Dijeron que era malo, malo como “El Ciruja”; lo llamaron “pequeño Nietzsche”. Pero él, con la sonrisa en los labios, recibía sin preocuparse tales insultos.

Entonces -¡oh, perversos!- dijeron que él no era un amador platónico, sino un muchacho apocado y vergonzoso, incapaz de declararse por falta de coraje. Un tímido y nada más.

Aquello era demasiado. Para desvirtuar tan insidiosa especie llegó a idear un plan fruto de muchas noches en claro.

Comenzó a ahorrar; al mes llegó a tener $ 0.73. Tomó un boleto de ómnibus, compró cigarrillos rubios, y pensando que el ahorro es en verdad la base de la fortuna, como dicen muy bien los avisos de la C.N.A.P., se fue a ver a una amiguita de su familia, allá por la calle Convención.

Pero aquella ruptura de su concepto del amor, le fue fatal. Ella, con suma diplomacia le dio a entender que su corazón estaba en manos de otro galán, tal vez no tan espiritualista, pero sí la mar de simpático.

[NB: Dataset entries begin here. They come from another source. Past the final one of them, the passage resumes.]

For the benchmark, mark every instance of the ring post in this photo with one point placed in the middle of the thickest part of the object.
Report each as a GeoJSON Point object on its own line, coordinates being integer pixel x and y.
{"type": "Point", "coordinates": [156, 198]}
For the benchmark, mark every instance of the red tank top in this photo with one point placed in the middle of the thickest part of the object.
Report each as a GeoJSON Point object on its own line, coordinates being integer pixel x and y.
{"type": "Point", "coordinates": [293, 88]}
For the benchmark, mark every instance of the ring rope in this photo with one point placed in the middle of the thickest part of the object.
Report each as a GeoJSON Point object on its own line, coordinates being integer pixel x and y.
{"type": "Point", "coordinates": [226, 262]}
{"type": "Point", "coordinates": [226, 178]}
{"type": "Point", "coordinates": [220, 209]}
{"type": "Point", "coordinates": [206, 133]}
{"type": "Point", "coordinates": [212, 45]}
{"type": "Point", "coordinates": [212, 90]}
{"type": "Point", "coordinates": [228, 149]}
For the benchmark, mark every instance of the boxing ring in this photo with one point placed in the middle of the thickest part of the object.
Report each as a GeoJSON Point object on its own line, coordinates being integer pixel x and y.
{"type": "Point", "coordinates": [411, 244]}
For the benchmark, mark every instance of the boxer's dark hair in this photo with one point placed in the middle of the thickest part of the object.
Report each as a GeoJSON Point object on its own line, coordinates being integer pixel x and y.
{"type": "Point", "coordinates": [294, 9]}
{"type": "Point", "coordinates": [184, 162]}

Nuestro héroe, desesperado, se dirigió a un negocio próximo, y tomó, uno tras de otro sin vacilar, con la resolución de la tragedia, dos guindados de a cinco.

Luego, con el resto de sus economías, emprendió el triste regreso hasta este pueblo, donde, bajo la majestad de los cielos dilatados, y sobre la alegría del pastito verde, pasea su silueta de ex-noble ruso enfermo de spleen, lamentando aquella desgraciada aventurilla que puso el único lunar en su vida, tan elevada y tranquila.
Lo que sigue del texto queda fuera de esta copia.